Advocacy groups have criticized the administration's prior effort as too timid. Elizabeth Warren, a Harvard University professor who heads the special Congressional Oversight Panel that oversees the expenditure of taxpayer bailout money, for months has warned that the Home Affordable Mortgage Program wasn't even keeping up with the pace of new foreclosure notices.

Lawmakers too have been pressuring Team Obama to give more aid to unemployed homeowners, especially those with good payment histories.

"While clearly there are some people in trouble on their mortgages who bear some of the responsibility for their plight, this is not true of the unemployed who are fully deserving of this help," said Rep. Barney Frank, D-Mass., the chairman of the House Financial Services Committee.

The new program captured headlines Thursday night when word leaked of help to unemployed homeowners. Once the details came out Friday, however, it delivered less than expected.

Lenders and loan servicers who participate in the government's program are required to offer temporary relief, but it'll be help for a limited universe. First, borrowers must seek this help, must be collecting unemployment insurance and must be less than 90 days late on their mortgage payments.

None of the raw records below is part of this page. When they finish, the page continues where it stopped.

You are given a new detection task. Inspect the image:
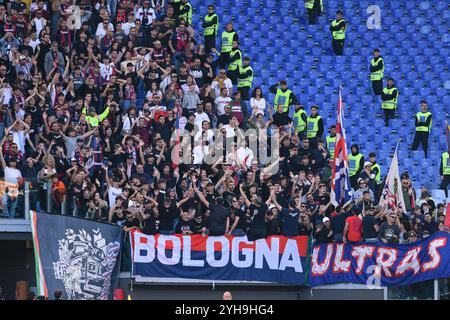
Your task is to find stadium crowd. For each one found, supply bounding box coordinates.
[0,0,447,247]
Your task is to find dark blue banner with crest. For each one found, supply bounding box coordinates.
[30,211,123,300]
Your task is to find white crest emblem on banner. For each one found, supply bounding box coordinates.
[53,228,121,300]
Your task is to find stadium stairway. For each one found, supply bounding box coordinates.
[190,0,450,189]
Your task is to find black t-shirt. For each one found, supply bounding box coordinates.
[233,208,247,230]
[248,203,267,231]
[158,204,179,231]
[331,212,350,235]
[280,208,300,236]
[175,219,196,234]
[190,66,208,87]
[207,203,229,235]
[123,217,140,229]
[362,215,379,239]
[141,215,159,235]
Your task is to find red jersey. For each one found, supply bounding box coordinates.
[346,215,363,242]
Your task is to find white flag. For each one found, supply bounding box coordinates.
[378,144,407,213]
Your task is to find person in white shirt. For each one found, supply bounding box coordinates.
[135,1,156,27]
[249,87,267,115]
[194,120,214,144]
[193,103,210,130]
[193,139,208,165]
[103,164,126,208]
[99,55,115,81]
[29,32,40,51]
[96,19,114,43]
[221,116,239,139]
[9,119,30,154]
[236,140,254,168]
[214,87,232,115]
[31,10,47,37]
[211,69,233,98]
[0,145,21,218]
[122,13,136,35]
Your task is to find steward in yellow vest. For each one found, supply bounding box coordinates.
[412,100,432,158]
[381,77,399,126]
[325,125,337,159]
[305,0,324,25]
[179,0,192,25]
[440,151,450,197]
[269,80,299,113]
[202,5,218,53]
[237,56,253,101]
[368,152,381,185]
[370,48,384,95]
[348,144,365,189]
[306,105,324,148]
[227,40,242,85]
[329,10,346,55]
[292,104,308,139]
[218,22,238,70]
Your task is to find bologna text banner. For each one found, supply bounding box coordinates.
[131,231,310,286]
[310,232,450,287]
[30,211,123,300]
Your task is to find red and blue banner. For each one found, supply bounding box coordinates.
[131,231,310,286]
[309,232,450,287]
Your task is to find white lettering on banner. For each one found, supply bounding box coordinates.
[254,237,279,270]
[157,235,181,265]
[375,248,398,278]
[134,234,155,263]
[351,245,375,275]
[231,237,254,268]
[333,243,351,273]
[133,234,305,272]
[395,247,422,276]
[206,237,230,267]
[279,239,303,272]
[311,244,334,276]
[182,236,205,267]
[422,237,447,271]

That appears to exclude many of the record 6.1 million Americans who have been jobless for 27 weeks or longer.

"It's the first real step they've made on helping the unemployed, but it is not enough," said Michael Calhoun, the president of the Center for Responsible Lending, an advocacy group based in Durham, N.C.

Citing only "modest steps," Calhoun said the administration is navigating a political environment where taxpayers are sick of bailouts of any sort.

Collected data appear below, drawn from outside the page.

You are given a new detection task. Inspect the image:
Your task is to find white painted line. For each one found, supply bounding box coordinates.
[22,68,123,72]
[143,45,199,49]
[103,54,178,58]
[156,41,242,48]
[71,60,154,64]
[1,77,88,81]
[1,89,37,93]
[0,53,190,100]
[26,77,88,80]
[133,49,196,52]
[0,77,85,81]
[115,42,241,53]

"The administration has been pretty sensitive to criticism that they're helping borrowers too much. I think that's reflected in this modest plan," he said.

Republicans weren't shy about labeling the effort another bailout.

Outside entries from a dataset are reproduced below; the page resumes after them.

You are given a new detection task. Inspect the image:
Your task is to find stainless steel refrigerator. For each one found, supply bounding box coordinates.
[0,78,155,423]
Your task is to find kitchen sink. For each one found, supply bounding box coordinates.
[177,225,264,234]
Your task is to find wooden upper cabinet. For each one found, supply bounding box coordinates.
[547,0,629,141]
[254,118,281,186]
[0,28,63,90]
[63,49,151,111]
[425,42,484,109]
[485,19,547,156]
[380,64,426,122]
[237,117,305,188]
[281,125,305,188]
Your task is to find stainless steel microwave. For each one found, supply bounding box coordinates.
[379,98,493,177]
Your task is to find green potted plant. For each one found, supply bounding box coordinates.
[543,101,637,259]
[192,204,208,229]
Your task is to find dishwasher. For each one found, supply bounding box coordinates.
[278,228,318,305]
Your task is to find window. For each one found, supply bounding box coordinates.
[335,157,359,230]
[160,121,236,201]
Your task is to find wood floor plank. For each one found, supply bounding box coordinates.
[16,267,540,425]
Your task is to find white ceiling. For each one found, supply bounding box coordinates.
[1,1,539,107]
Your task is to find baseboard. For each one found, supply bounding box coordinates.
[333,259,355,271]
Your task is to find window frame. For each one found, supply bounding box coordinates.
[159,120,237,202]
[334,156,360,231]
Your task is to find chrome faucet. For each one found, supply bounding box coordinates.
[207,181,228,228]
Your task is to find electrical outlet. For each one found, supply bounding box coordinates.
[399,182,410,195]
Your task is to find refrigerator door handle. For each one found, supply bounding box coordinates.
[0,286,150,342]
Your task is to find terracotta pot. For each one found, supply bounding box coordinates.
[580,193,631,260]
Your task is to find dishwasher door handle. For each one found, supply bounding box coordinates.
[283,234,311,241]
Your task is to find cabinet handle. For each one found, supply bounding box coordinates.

Sen. Orrin Hatch, R-Utah, said in a statement that the new efforts were unfair to people "who work hard, pay their bills on time, and raise good families. They feel like they are being penalized for being responsible, and that's not right."

Some of the most important changes in the reworked Obama plan are technical.

A program to refinance underwater mortgages has been on the books for several years, but had virtually no bank participation. That's because there were few lenders willing to refinance or reissue such mortgages and risk consequences to their own creditworthiness if these loans went into default because of the sour economy.

The new Obama plan, however, will grant an important exception from such credit hits if a lender extinguishes an old mortgage, forgives principal and places the new loan into a Federal Housing Administration program.

Another barrier to modification has been second mortgages, especially in states where housing prices soared. Issuers of these second mortgages had little incentive to extinguish their claim and help the borrower and issuer of the primary mortgage modify mortgages.

Under the revamped effort, the government will double payments to second lien holders that agree to extinguish their claims. Before, they got 10 cents on the dollar for doing so; now they'll get 20 cents on the dollar. It doesn't sound like much, but if the mortgages goes into foreclosure, they get nothing.

There's also a danger that Friday's plan could foster unrealistic expectations.

"Borrowers are calling today from the announcement, and it could be fall before you see some of this executable," cautioned Faith Schwartz, who runs Hope Now, a trade association that represents lenders and loan servicers. "The good news is there are a few more tools."

Much of what was announced Friday followed intense discussions with the mortgage finance community. Sean Dobson, the chief executive of Amherst Securities, was part of that discussion, and he praised the administration's willingness to listen.

"It's a fatal wound to the economy if they don't do something about it . . . Nothing yet has been done," Dobson said, suggesting a negative loop where the housing crisis hits the economy, which creates more job losses, which add more homes to the foreclosure rolls. "This is the first step we've seen to interrupt that feedback loop."